In recent years, college kids have led investigations of working conditions in a Coca-Cola bottling plant, protested in support of street vendors and filled online message boards with support for the wronged employees of companies like Huawei, Foxconn and Meitai. A recent Pew poll found that 89 percent of Chinese see the country’s rich / poor gap as either a "very big" or "moderately big" problem—the greatest percentage concerned about any single issue other than rising prices (the poll was taken in mid-2008, a time of high inflation). The most common criticism of the poll, that it was biased toward comparatively affluent urbanites, only makes its findings more striking.

Through my work I have had the opportunity to meet with workers in China’s vast export processing zones and, to a lesser degree, the cities beginning to expand in the heartland in line with the government’s new investment priorities. Many of these individuals study their country’s labor laws with a thoroughness that is worthy of emulation here in the United States. They talk of gathering their co-workers together to make demands of management and of helping a husband or friend (often someone from the same hometown as themselves, much as in the 1920s) file paperwork for work injury compensation or back wages. Several workers volunteer regularly at local labor non-profits, along with a growing number of students.

We should look beyond tired stereotypes of Chinese workers as victims and of Chinese society, rigid as it might be, as an authoritarian monolith. Instead, we should find ways to engage our brothers and sisters in China around areas of common concern. Thankfully, this doesn’t mean starting from scratch; we can rely on some promising precedents.
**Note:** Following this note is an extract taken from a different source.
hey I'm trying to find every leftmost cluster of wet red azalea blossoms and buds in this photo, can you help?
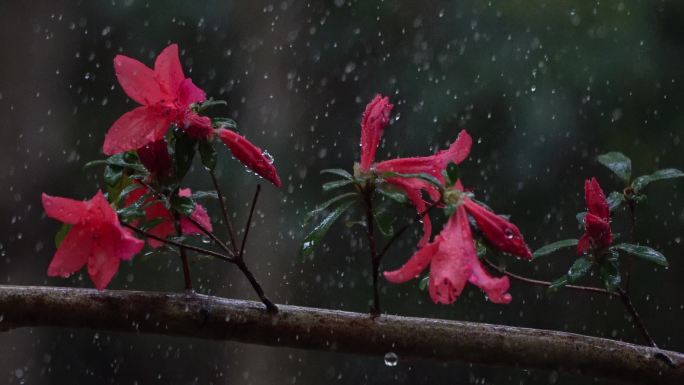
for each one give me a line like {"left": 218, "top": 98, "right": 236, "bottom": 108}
{"left": 42, "top": 44, "right": 281, "bottom": 290}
For example, trade unionists in the U.S. joined the fight for China’s Labor Contract Law in 2007 with some success, pressuring American business associations to scale down their opposition to the legislation. Exchanges between American and Chinese textile workers have yielded interesting results. The international labor movement was cautiously supportive of the ACFTU’s organizing of workers at Chinese Wal-Mart stores, a drive that appears to have ended on a mixed note, but may have opened up new space for activists. Meanwhile, the Danish union 3F has been effective in its support of unionists at the Ole Wolff electronics plant in Yantai. The website China Labor News Translations has done a particularly good job of following both the Wal-Mart and Ole Wolff stories.
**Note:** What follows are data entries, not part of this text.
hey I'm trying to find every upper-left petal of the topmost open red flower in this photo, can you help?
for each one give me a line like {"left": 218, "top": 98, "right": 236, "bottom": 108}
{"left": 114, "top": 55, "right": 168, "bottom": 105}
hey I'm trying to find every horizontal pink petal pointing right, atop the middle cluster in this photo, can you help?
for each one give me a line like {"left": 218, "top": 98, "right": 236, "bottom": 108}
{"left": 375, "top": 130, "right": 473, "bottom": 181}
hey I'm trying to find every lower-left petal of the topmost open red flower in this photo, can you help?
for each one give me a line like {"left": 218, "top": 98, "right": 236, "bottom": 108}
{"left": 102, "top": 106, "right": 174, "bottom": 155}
Work with non-governmental organizations (NGOs) and universities in China also hold promise. Since 2003, my organization, the International Labor Rights Forum, has partnered with several Chinese universities to bring judges, arbitrators, lawyers and ACFTU officials together to discuss labor law implementation. Some of these discussions have led to local breakthroughs. We have also established China’s first two labor law clinics, where students gain hands-on experience—and school credit—representing workers in arbitration and court. And we have joined NGOs in providing workers with basic and advanced instruction in Chinese labor law.

There are many other efforts underway and there is ample room for further creativity in supporting workers in China. In particular, more needs to be done to introduce Chinese workers’ experiences and strategies to workers abroad, not just the other way around. Capital flows easily between countries. It is time that labor forms similar links.